Foot told the working class movement not to use the only weapon it had between general elections, industrial direct action, and not to resist a militantly anti-working-class bourgeois government which was using state power in almost a Jacobin fashion to remodel society and break the back of the labour movement!
The serious class warrior, Margaret Thatcher, would in the course of the struggle with the working class deploy as much violence as she found necessary to beat down working-class resistance
During the miners’ strike the Tory Government would send semi-militarised police to occupy rebellious mining villages and police cavalry to defeat picketing miners in pitched battles such as the Battle of Orgreave, in mid-1984.
But Labour leader Foot told the labour movement that to defeat Thatcher by direct action, as we had defeated Thatcher’s predecessor Edward Heath, would be a crime against democracy, and Foot’s hand-picked successor as Labour leader, no-guts Neil Kinnock, played the Tory game by adding his voice to the denunciations of the miners, who were themselves victims of state violence, for their “violence”.
Foot was finally driven off the central political stage after the 1983 General Election amidst a barrage of press jeering and mockery because he had appeared in public in what looked like a donkey jacket. It was brutally unjust, as was so much of the press commentary on the labour movement and on the left.
Foot had been a central leader of the early campaign for nuclear disarmament. Here too, he led the retreat in deference to an established order. That time, the Labour Party establishment.
When in 1960 the left won the bulk of the unions at the Labour Party Conference to support British nuclear disarmament, the Parliamentary Labour Party, led by party leader Hugh Gaitskell, refused to accept the Conference decision and threatened to split the Party. Foot retreated with the cry: “never underestimate the desire of the Labour Party for unity”, and the result was that the right wing reversed the 1960 decision at the 1961 Conference.
Foot had seen better times. He was one of Nye Bevan’s chief lieutenants in the great days of the leftwing Labour upsurge in the 1950s. He was editor of the then-Bevanite journal Tribune. He worked with the Trotskyists and led a vigorous campaign inside the Labour Party against the banning of their paper Socialist Outlook in 1954.

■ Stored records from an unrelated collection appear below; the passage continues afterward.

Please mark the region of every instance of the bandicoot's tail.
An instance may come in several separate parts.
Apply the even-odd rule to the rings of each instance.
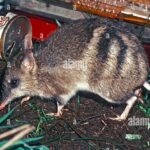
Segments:
[[[148,90],[150,91],[150,84],[146,81],[144,82],[143,86]]]

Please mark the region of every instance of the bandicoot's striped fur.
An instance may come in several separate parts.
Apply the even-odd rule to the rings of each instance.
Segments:
[[[109,102],[126,102],[119,118],[125,119],[146,84],[148,62],[140,41],[124,30],[98,18],[61,27],[36,56],[26,51],[10,62],[1,108],[20,96],[55,97],[60,115],[69,99],[85,90]]]

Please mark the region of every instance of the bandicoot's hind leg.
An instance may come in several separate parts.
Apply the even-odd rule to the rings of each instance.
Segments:
[[[144,82],[143,86],[148,90],[150,91],[150,84],[146,81]]]
[[[128,117],[128,114],[133,107],[134,103],[137,101],[137,96],[132,96],[130,99],[127,100],[127,106],[123,113],[119,116],[117,115],[116,118],[110,118],[111,120],[117,120],[117,121],[122,121],[125,120]]]

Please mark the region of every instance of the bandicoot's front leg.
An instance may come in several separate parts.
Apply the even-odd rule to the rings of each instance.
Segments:
[[[66,100],[67,99],[67,100]],[[57,105],[57,112],[56,113],[48,113],[47,115],[60,117],[63,114],[63,108],[68,102],[69,96],[68,95],[61,95],[61,96],[54,96],[53,101],[56,102]]]

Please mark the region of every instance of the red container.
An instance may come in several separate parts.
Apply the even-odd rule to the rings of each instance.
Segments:
[[[57,29],[57,24],[52,20],[36,16],[28,16],[28,18],[32,24],[33,38],[36,40],[45,40]]]

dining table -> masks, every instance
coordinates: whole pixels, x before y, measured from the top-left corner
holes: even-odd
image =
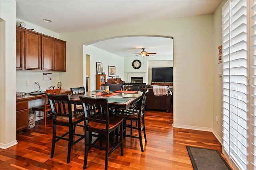
[[[92,91],[70,95],[72,104],[81,105],[79,96],[88,98],[107,98],[108,107],[124,110],[134,105],[141,99],[143,92],[118,90],[111,94],[103,94],[102,91]]]

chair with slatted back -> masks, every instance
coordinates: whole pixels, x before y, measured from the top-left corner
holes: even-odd
[[[144,92],[141,96],[141,100],[140,100],[137,104],[136,108],[135,109],[127,109],[117,113],[116,116],[118,117],[124,118],[125,124],[125,122],[127,120],[137,121],[138,127],[132,127],[133,129],[138,131],[138,136],[126,135],[126,133],[125,128],[124,129],[124,137],[130,137],[134,138],[139,139],[140,140],[140,149],[142,152],[144,152],[143,145],[142,144],[142,131],[144,133],[144,138],[145,142],[147,142],[147,139],[146,137],[146,131],[145,129],[145,109],[146,108],[146,102],[148,92],[148,90],[146,92]]]
[[[48,103],[47,94],[60,94],[61,90],[61,88],[54,90],[46,90],[45,92],[44,104],[43,105],[38,106],[32,107],[32,111],[33,112],[36,111],[44,112],[44,116],[39,115],[37,115],[36,116],[44,118],[44,126],[46,126],[47,116],[52,114],[50,113],[51,108]]]
[[[86,143],[84,169],[86,168],[88,151],[90,148],[94,147],[105,151],[105,170],[108,169],[108,156],[120,146],[120,155],[124,155],[123,148],[123,119],[109,116],[109,109],[107,98],[88,98],[80,96],[84,111],[85,113],[86,128],[85,133],[96,133],[100,134],[95,141],[92,143],[86,137]],[[89,112],[89,113],[88,113]],[[110,141],[110,134],[115,131],[116,140]],[[89,133],[87,133],[89,132]],[[105,136],[106,144],[102,147],[100,140],[102,135]],[[98,141],[100,141],[99,145]],[[111,145],[109,144],[109,143]],[[110,147],[112,147],[110,149]]]
[[[71,92],[72,94],[78,94],[80,93],[85,93],[85,88],[84,86],[76,87],[75,88],[70,88]],[[76,104],[74,104],[74,110],[77,111],[83,111],[83,108],[82,106],[80,106],[77,107],[77,106]]]
[[[51,158],[53,157],[55,143],[60,139],[68,141],[67,163],[70,161],[71,147],[85,137],[83,134],[78,134],[73,132],[73,127],[85,121],[83,112],[73,111],[71,109],[71,103],[68,94],[58,95],[47,94],[51,108],[52,117],[52,141]],[[56,133],[57,126],[64,126],[68,127],[68,131],[64,134],[61,134],[64,131]],[[68,135],[68,137],[66,137]],[[74,138],[74,136],[78,137]],[[74,139],[76,139],[75,141]]]

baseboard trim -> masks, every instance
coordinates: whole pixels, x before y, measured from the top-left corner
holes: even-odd
[[[206,132],[212,132],[212,128],[209,128],[208,127],[188,126],[186,125],[174,125],[174,123],[172,123],[172,127],[176,128],[186,129],[187,129],[196,130],[197,131],[205,131]]]
[[[16,140],[7,144],[4,144],[3,143],[0,143],[0,148],[1,149],[6,149],[17,144],[18,144],[18,142],[17,142]]]
[[[221,137],[220,137],[218,135],[215,131],[214,131],[214,129],[212,128],[199,127],[198,126],[188,126],[186,125],[175,125],[174,123],[172,123],[172,127],[173,127],[176,128],[186,129],[187,129],[195,130],[196,131],[201,131],[212,132],[212,133],[213,133],[213,135],[215,136],[216,138],[217,138],[217,140],[218,140],[219,142],[220,143],[221,145],[222,145],[222,142]]]

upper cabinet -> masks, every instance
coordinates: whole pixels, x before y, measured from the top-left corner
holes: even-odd
[[[66,41],[18,26],[16,30],[16,69],[66,71]]]

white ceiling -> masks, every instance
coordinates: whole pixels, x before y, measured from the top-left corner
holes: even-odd
[[[212,14],[221,1],[16,0],[16,18],[61,33]],[[132,37],[92,45],[122,57],[134,56],[142,48],[156,53],[156,57],[172,55],[172,40],[167,38]]]

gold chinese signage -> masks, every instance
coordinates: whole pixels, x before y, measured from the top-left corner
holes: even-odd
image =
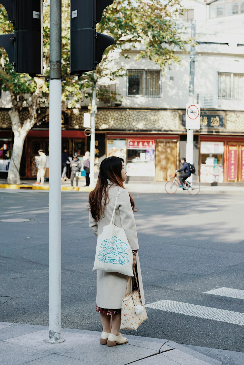
[[[185,115],[181,115],[181,126],[185,127]],[[200,128],[223,128],[224,115],[202,115],[200,116]]]
[[[237,177],[237,146],[229,146],[228,154],[228,178],[236,180]]]

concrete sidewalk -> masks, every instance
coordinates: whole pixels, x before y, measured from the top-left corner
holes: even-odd
[[[49,190],[49,181],[46,181],[43,186],[38,185],[33,185],[35,182],[34,180],[23,180],[22,184],[20,185],[10,185],[7,184],[6,181],[4,179],[0,179],[0,189],[11,189],[33,190]],[[94,181],[95,184],[96,181]],[[125,184],[125,187],[128,189],[131,193],[149,193],[154,194],[167,194],[165,189],[166,182],[152,181],[151,182],[128,182]],[[79,192],[90,192],[92,189],[89,187],[85,187],[86,184],[85,180],[79,180],[78,190]],[[198,196],[202,194],[234,194],[238,195],[244,194],[244,187],[237,185],[233,186],[233,184],[226,186],[226,184],[211,186],[210,185],[202,185],[200,183],[200,191]],[[70,180],[62,182],[61,185],[62,191],[73,192],[70,184]],[[74,193],[77,192],[74,192]],[[182,189],[177,189],[176,194],[185,194],[187,195],[189,194],[186,191],[183,191]],[[243,364],[244,365],[244,364]]]
[[[43,326],[0,322],[0,365],[243,365],[244,353],[127,336],[128,344],[101,345],[100,332],[63,329],[64,341],[45,341]]]

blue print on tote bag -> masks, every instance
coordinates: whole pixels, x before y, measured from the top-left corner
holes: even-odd
[[[118,192],[110,223],[103,227],[102,232],[97,238],[93,270],[133,276],[131,247],[123,227],[115,224],[116,207],[123,190],[121,189]]]
[[[125,242],[114,236],[109,239],[104,239],[101,245],[101,248],[97,258],[106,264],[119,264],[124,265],[129,262],[127,253],[125,251],[128,245]]]

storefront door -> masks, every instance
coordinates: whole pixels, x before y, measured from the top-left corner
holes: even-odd
[[[171,140],[156,141],[155,174],[156,181],[169,181],[176,169],[177,142]]]
[[[227,181],[244,181],[244,143],[227,143]]]

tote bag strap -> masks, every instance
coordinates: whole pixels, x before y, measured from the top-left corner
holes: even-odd
[[[138,283],[138,280],[137,280],[137,276],[136,276],[136,269],[135,269],[135,266],[133,267],[133,273],[134,273],[134,276],[135,277],[135,278],[136,280],[136,285],[137,285],[137,289],[138,291],[138,294],[139,294],[139,296],[140,297],[140,301],[142,301],[142,298],[141,298],[140,294],[140,289],[139,289],[139,285]],[[132,293],[132,278],[131,279],[131,293]]]
[[[111,220],[110,221],[110,224],[113,224],[113,226],[115,224],[115,211],[116,210],[116,206],[117,205],[117,203],[118,203],[118,199],[119,199],[119,196],[120,194],[121,190],[123,190],[123,189],[121,189],[119,191],[118,193],[117,194],[117,196],[116,197],[116,200],[115,200],[115,207],[113,208],[113,214],[112,214],[112,216],[111,217]]]

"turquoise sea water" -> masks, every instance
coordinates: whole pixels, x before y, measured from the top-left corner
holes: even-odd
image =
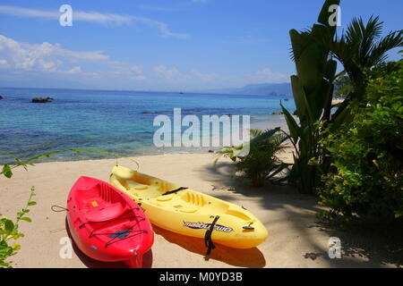
[[[223,114],[251,115],[252,127],[283,126],[279,101],[287,97],[213,95],[196,93],[72,90],[0,88],[0,150],[20,157],[66,148],[98,148],[122,156],[168,152],[199,152],[198,147],[157,148],[153,145],[155,116]],[[53,97],[33,104],[33,97]],[[294,102],[283,101],[290,111]],[[184,128],[185,129],[185,128]],[[205,151],[205,150],[204,150]],[[47,160],[99,158],[99,154],[72,153]],[[0,164],[10,159],[0,155]]]

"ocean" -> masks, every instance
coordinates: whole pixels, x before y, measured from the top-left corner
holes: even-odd
[[[157,147],[154,118],[173,118],[174,108],[182,117],[225,114],[250,115],[251,127],[284,127],[279,102],[291,112],[292,97],[242,96],[179,92],[74,90],[0,88],[0,150],[27,158],[68,148],[96,148],[124,156],[166,153],[206,152],[205,147]],[[33,97],[53,97],[46,104]],[[288,101],[284,101],[287,97]],[[99,153],[60,153],[45,161],[103,158]],[[42,161],[43,161],[42,160]],[[0,164],[13,163],[0,154]]]

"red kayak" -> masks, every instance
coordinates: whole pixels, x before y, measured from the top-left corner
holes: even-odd
[[[141,208],[108,183],[81,177],[67,199],[67,222],[78,248],[105,262],[141,268],[154,232]]]

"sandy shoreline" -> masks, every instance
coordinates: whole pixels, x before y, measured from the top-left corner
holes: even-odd
[[[267,186],[253,189],[231,177],[232,164],[223,159],[212,168],[212,154],[174,154],[135,158],[141,171],[186,185],[202,192],[244,206],[266,225],[270,237],[258,248],[232,249],[217,246],[209,260],[203,258],[203,240],[180,236],[155,227],[155,243],[144,257],[145,267],[388,267],[393,263],[383,255],[351,256],[346,249],[342,259],[330,259],[330,236],[341,241],[353,240],[359,248],[367,236],[351,236],[326,231],[316,223],[314,212],[321,209],[314,197],[301,195],[288,186]],[[289,153],[284,155],[289,159]],[[134,167],[124,158],[119,164]],[[74,249],[73,257],[63,259],[59,251],[67,237],[65,213],[55,213],[53,205],[65,206],[71,186],[81,175],[108,180],[116,159],[51,162],[14,170],[12,179],[0,177],[2,204],[0,213],[15,217],[25,204],[30,187],[36,187],[37,206],[29,214],[32,223],[21,222],[25,237],[19,240],[21,249],[11,257],[14,267],[121,267],[87,258]],[[364,242],[360,242],[360,241]],[[358,241],[358,242],[356,242]],[[62,242],[62,244],[60,244]],[[354,247],[354,248],[353,248]],[[349,249],[348,248],[348,249]],[[344,250],[344,249],[343,249]],[[378,252],[377,252],[378,253]]]

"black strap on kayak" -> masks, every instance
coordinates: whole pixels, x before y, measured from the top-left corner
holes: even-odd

He stood up to the Stalinist avalanche of lies against Trotsky and the other Bolsheviks, long before it became fashionable to do that, in the mid-1950s, after Stalin’s successor Khrushchev had denounced him as a crazed mass murderer.
Foot, like most of the Labour left then, had been a sympathiser with Stalinism in the late 1930s and early 1940s. And he was a victim of Stalinism.
Disillusioned, he came to identify Stalinism with the Russian Revolution, and “revolution” per se with Stalinism. The Russian Revolution, and the violence of the revolutionary workers against the old ruling classes was the “original sin” that led to Stalinism. Parliamentarianism and legality was the only safe course for socialists to pursue.
It was a paralysing philosophy for a working-class leader faced with the onslaught of Thatcher. Foot and other Labour people then, union leader Jack Jones for instance, feared a military coup in Britain, like that of Chile in September 1973, if they went all-out to resist Thatcher. Later Jack Jones would admit and publicly discuss this. In fear of that, they accepted crushing defeat without a fight — accepting defeat to avoid defeat! We are still suffering the consequences of that defeat without a fight.